Napier:
Excellent questions.
First of all, there’s no set formula to absolutely predict how much an RTD (or any instrument or sensor, for that matter) will drift between calibrations. This is because it depends on a number of environmental variables. The “enemies” of an RTD are:
- Excessive vibration
- Shock
- High temperature
- Thermal shock
- Over-excitation (over-current)
Minimizing shock & vibration is extremely critical when it comes to an SPRT, since the platinum element is wound in a strain-free fashion. An IPRT is wound in a “semi strain-free” fashion, and is thus a little more forgiving of shock & vibration. But you “pay” for this in terms of inferior repeatability and hysteresis specs.
So since there are many factors that determine how much an RTD drifts, it is impossible to predict drift with 100% certainty. The only way to know for sure is to perform a thorough calibration once per year and see – afterwards - how much it has drifted. But this data is still valuable, since it will give you an idea (within certain confidence limits) how much the RTD will drift between the current calibration and the next calibration.
But what about the very first calibration? What kind of tolerance should you assign it? That’s a good question, and unfortunately there’s not a good answer. The only thing you can do for the first calibration is go on engineering judgment & the drift history of similar RTDs.

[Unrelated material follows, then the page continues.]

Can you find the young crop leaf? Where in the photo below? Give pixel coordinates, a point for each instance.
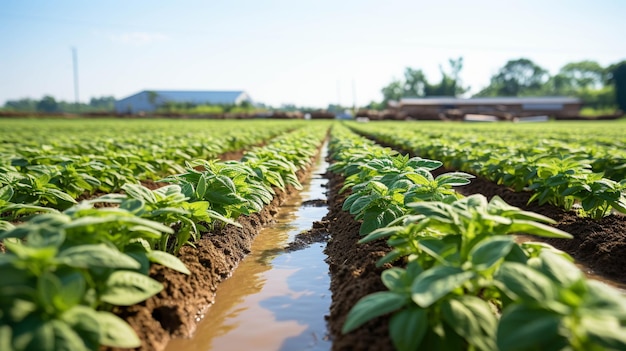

Are you curious what kind of drift I’ve found with IPRTs? We have an IPRT that we’ve used for about 5 years as a calibration standard. You can think of it as a “poor man’s SPRT.” I’m at home right now, so I don’t have the calibration data in front of me. I’ll look it up when I get to work tomorrow, and post the data. I’ll provide drift info on R[sub]0[/sub], A, and B. (I think I assign a calibration tolerance of 0.06 °C to it.)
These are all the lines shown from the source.